Lock-free webserver using channels in Rust

Following on from my previous blog post about using Elm for the front end of a job scheduling app (kronuz), this blog post delves into the details of the Rust webserver and the methodology used to avoid shared mutable behind a Mutex. I arbitrarily enforced the constraint after using Elm, where there are no mutable references. The idea was to avoid conflating database mutation with database synchronisation. Since the kronuz webserver and database are simple, it was a good candidate to test an API purely based around channels.

The database definition is simply defined as two maps, one of the users, and one of the current sessions. Note that these are std::collections::HashMaps.

#[derive(Serialize, Deserialize)]
pub struct Db {
    usrs: HashMap<UsrId, User>,

    #[serde(skip)]
    sessions: HashMap<UsrId, Session>,
}

Upon the server starting, the database is deserialised and loaded into memory. This returns the database itSelf, it is not until a spawn call that the message loop is spun up. The spawn call consumes the database, setting up a bounded channel, and spawning the message loop with the database and the receiver of the channel. The webserver is backed by tokio, so the channels are tokio's variants. I also leak the sender, effectively letting the sender become a static reference that will live for the rest of the server's life. This is primarily done to gain copy semantics, rather than having to annotate a .clone() everywhere. This becomes especially ergonomic when working with closures and async blocks requiring move semantics, avoiding having to bind the clone to a temporary variable.

impl Db {
    pub fn spawn(self) -> DbTx { // consumes self
        let (tx, rx) = channel(100_000); // bounded channel
        tokio::spawn(run(rx, self)); // spawn the message loop (moving self)
        let tx = DbTx(Box::leak(Box::new(tx))); // leak the transmitter

        tx
    }
}

// the transmitter is a static reference.
#[derive(Copy, Clone)]
pub struct DbTx(&'static Sender<Dm>);

It would be nice if DbTx could be defined using something like lazy_static, so that it does not need to be passed as an argument into functions. Doing so would constrain how the message loop is constructed, since the creation of the channel is invoked through the spawn call, initialising the message loop. With lazy_static, the message loop would begin with the first access of the transmitter. This makes sequentially initialising the database impossible, something I want to avoid.

Fetching a user's project list

With the message loop running, the webserver then begins to process requests.
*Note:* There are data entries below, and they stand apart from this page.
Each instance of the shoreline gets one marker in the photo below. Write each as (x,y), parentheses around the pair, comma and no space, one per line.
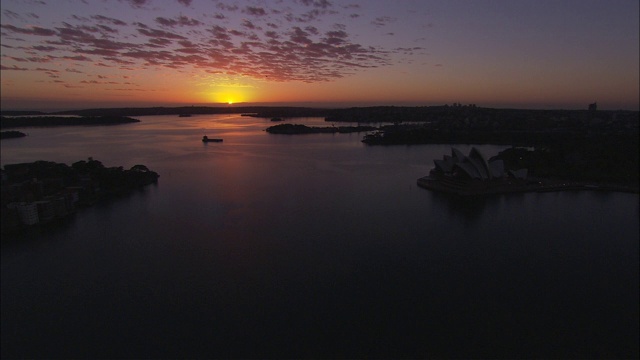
(540,185)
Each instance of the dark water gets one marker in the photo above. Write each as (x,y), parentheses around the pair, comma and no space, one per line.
(312,246)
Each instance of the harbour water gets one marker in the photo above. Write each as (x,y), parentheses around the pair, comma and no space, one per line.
(311,246)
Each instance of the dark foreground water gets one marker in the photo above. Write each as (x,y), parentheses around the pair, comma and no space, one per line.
(312,246)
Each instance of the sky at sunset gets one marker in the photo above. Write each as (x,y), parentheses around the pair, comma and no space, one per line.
(62,54)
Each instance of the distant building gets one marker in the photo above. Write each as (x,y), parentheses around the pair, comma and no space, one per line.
(471,174)
(28,213)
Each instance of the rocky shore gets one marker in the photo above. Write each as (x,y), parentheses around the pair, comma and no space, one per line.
(42,193)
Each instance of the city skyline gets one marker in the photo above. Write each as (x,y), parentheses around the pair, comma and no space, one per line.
(522,54)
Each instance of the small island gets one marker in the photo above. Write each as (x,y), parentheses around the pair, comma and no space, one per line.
(44,192)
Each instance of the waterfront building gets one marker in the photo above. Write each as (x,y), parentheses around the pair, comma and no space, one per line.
(471,174)
(28,213)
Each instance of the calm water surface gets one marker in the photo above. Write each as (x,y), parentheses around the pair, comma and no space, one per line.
(311,246)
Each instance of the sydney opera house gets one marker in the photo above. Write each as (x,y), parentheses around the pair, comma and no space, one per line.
(472,174)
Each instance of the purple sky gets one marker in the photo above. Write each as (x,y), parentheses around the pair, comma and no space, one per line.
(534,54)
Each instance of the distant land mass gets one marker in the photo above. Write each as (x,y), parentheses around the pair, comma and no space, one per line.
(11,134)
(44,121)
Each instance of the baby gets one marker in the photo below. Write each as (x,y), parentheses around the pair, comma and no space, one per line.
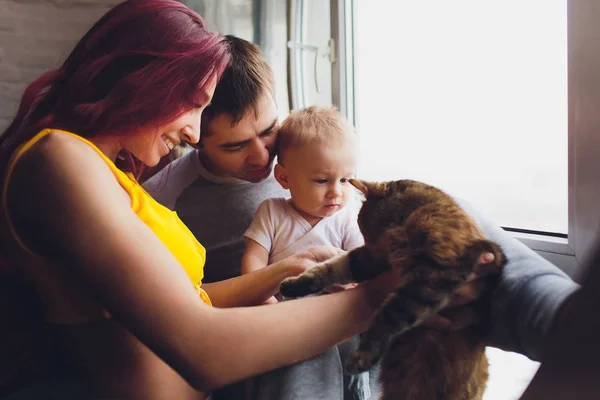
(316,157)
(316,152)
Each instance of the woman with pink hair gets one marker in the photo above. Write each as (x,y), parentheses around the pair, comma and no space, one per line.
(119,277)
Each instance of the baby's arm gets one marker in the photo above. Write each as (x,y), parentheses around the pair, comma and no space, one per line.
(255,257)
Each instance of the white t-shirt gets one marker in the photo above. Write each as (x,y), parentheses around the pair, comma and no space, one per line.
(282,231)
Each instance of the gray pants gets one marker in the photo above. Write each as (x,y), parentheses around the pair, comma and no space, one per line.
(320,378)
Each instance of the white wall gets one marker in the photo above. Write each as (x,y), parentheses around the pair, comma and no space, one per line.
(35,36)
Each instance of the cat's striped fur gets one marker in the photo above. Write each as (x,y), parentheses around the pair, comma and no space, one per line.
(420,230)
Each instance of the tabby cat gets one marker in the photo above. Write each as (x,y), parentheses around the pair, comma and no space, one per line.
(419,229)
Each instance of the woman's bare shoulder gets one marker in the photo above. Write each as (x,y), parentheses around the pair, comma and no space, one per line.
(53,181)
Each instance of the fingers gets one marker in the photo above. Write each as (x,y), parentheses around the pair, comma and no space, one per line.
(468,292)
(322,253)
(462,317)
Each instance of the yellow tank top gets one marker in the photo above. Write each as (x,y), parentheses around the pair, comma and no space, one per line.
(163,222)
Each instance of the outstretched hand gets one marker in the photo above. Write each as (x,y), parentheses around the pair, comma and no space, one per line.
(460,313)
(307,259)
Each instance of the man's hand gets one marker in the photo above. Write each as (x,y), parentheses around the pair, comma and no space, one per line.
(459,313)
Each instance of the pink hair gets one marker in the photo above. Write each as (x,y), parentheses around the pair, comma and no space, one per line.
(142,65)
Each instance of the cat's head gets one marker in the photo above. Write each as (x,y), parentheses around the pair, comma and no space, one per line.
(389,204)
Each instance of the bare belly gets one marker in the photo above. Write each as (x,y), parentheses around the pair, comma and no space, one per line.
(118,365)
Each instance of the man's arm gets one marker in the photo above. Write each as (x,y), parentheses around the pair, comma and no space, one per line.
(530,292)
(259,285)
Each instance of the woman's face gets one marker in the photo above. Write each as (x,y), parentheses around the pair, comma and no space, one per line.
(150,147)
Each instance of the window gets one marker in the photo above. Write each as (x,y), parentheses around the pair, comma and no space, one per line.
(470,96)
(495,102)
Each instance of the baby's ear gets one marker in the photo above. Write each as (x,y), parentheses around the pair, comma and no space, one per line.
(377,189)
(281,176)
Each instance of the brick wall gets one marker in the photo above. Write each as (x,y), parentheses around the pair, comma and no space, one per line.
(35,36)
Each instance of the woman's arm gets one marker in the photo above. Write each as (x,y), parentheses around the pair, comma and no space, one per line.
(88,223)
(529,293)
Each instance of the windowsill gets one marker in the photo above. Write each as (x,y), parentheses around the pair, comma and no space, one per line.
(549,244)
(510,374)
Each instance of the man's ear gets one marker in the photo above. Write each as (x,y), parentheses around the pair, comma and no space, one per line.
(281,176)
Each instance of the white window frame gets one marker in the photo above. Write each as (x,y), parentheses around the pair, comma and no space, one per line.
(583,21)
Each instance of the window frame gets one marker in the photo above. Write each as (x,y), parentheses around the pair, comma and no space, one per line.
(583,38)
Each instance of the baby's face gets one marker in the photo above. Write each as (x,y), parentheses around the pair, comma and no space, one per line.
(317,177)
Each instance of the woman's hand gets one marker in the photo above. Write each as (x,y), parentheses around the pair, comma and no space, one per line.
(461,313)
(305,260)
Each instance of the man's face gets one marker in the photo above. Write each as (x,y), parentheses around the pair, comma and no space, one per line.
(246,150)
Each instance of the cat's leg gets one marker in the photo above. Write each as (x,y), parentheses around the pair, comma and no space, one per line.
(357,265)
(402,310)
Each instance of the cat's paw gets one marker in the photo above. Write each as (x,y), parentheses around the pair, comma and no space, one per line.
(360,360)
(299,286)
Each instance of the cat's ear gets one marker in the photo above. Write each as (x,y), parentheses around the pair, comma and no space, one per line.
(281,176)
(377,189)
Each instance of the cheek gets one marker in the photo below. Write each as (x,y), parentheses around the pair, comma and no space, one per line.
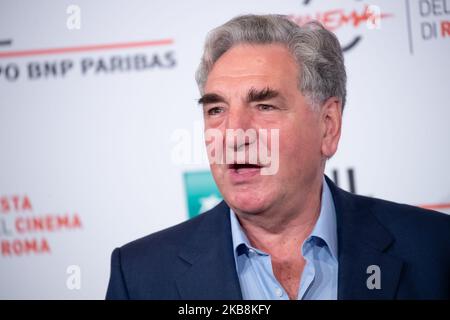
(300,146)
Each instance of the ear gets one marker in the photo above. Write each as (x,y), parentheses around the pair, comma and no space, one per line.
(331,120)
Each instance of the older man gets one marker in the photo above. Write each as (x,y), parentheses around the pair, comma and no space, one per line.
(291,234)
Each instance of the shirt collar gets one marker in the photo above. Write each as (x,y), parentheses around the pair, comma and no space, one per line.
(325,227)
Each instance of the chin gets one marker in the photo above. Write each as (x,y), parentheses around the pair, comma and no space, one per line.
(247,201)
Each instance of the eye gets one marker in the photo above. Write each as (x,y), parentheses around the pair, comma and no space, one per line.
(265,107)
(214,111)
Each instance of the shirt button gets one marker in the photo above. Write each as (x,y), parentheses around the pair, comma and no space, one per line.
(278,292)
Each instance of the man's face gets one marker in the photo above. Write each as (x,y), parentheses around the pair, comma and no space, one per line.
(256,87)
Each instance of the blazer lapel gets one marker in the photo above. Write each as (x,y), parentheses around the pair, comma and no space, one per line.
(363,243)
(211,272)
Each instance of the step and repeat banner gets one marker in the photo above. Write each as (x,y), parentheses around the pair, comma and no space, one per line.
(101,136)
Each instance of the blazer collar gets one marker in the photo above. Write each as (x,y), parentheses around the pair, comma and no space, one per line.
(211,272)
(362,242)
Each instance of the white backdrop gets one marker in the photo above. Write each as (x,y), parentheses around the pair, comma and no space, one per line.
(88,115)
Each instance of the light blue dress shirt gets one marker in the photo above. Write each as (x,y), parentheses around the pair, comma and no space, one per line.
(320,274)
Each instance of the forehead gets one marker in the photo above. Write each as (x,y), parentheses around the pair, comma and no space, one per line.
(253,65)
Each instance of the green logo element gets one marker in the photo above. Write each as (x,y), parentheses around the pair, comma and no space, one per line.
(201,192)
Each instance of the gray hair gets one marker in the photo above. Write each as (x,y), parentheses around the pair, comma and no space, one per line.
(316,50)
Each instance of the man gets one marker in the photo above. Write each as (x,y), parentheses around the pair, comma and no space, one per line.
(292,234)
The API was well suited for use with warp. As an initial example, let us walk through a GET of a user's list of projects. The warp filter is defined as a path, an auth filter, and the JSON reply.

fn project(tx: DbTx) -> BoxedFilter<(impl Reply,)> {
    let get_project_list = get()
        .and(path!("api" / "v1" / "prj" / "list"))
        .and(path::end())
        .and(auth(tx))
        .map(|x: User| reply::json(x.projects()));

    // ... other project filters
}

The auth filter is where we first utilise the database sender. The filter looks for two required cookies, a user ID and the session token. It then passes these, along with the sender, to the authenticate_session function. Here, the sender has two associated calls; get_usr and get_session_token.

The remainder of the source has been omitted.